BBC BASIC for loop optimization?

MauryMarkowitz · January 18, 2022, 9:27pm

I seem to recall reading somewhere that BBC BASIC had an optimization for FOR loops, but I cannot find anything about it now.

IIRC, there was a second type of FOR loop (invisible to the user?) that was used if the index and all parameters were integers - or something to that effect?

If my memory is correct, does anyone know when this decision was made? Was it during the tokenizing or at runtime?

EdS · January 18, 2022, 9:40pm

One optimisation springs to mind: nested FOR loops maintain a stack of their iterator machinery. If the NEXT names a variable, the stack is searched to find the matching FOR. But if the NEXT does not name a variable, the innermost FOR is used from the top of the stack, and that’s very slightly quicker.

Indeed, instead of NEXT J,I you can just use NEXT, (with the comma) which looks a little odd.

Play with it here.

MauryMarkowitz · January 18, 2022, 9:51pm

That one I am familiar with - MS introduced this around 1979 in the second version of the 6502 port so it’s in later versions of Commodore and Applesoft as well.

No, the thing I’m thinking of, if it exists, is somewhat more complex.

EdS · January 18, 2022, 10:37pm

Hmm, I see no special handling of FOR or NEXT in this disassembly of BBC Basic 2.

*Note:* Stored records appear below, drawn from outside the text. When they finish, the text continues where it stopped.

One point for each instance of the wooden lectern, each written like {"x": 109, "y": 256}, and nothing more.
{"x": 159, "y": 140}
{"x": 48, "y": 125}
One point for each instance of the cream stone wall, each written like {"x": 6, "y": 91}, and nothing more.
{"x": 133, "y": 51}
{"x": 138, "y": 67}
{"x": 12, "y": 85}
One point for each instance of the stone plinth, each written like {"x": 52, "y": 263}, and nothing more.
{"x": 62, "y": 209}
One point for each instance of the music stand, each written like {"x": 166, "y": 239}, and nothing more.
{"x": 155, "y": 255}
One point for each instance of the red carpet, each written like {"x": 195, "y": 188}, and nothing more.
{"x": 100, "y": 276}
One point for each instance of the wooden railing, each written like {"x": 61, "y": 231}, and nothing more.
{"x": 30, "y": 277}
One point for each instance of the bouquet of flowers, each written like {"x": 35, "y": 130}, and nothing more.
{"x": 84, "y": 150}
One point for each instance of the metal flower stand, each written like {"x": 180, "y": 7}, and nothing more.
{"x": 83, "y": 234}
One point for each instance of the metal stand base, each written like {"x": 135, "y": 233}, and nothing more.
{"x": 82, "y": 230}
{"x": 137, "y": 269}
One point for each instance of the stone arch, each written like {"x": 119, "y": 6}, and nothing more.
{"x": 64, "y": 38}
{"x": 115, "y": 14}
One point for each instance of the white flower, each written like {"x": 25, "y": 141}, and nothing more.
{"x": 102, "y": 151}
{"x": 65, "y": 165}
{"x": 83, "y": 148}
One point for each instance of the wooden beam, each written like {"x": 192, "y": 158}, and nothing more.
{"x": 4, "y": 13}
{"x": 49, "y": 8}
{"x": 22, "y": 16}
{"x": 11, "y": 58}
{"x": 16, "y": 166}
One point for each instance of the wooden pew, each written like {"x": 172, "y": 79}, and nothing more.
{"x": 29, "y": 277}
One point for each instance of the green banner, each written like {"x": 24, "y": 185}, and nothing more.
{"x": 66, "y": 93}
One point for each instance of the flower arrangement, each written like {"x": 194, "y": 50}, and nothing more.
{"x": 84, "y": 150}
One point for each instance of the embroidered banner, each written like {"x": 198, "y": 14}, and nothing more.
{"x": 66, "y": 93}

MauryMarkowitz · January 19, 2022, 12:53am

That is a useful book!

The line in question is $B6E4. If the variable is not “real”, it does a direct addition of the integer value inline rather than calling FADD. If it is real it jumps to $B766, which I assume is calling FADD at $A500.

In the following lines, especially $B7F5 I see that it is reading the variable type and forcing the values to integer though &92DD.

So somewhat along the lines that I was thinking of, but not exactly as complex as I recalled. This is all based on the variable type, not reading the entire line to see if the index is “really” an integer as it is in FOR I=1 TO 10, which would call the floating point code.

EdS · January 19, 2022, 8:16am

Oh, well spotted. So, if I understand correctly, the integer path is favoured and inlined. And, I think it’s the case that MS Basic uses floating arithmetic in this case, even for integer variables, in which case Acorn’s approach looks even better.

It’s surely worth noting that Acorn’s BBC Basic was a second implementation after their Atom Basic, and also that it has the luxury of a 16k ROM where earlier Basics had only 8k (or even less.)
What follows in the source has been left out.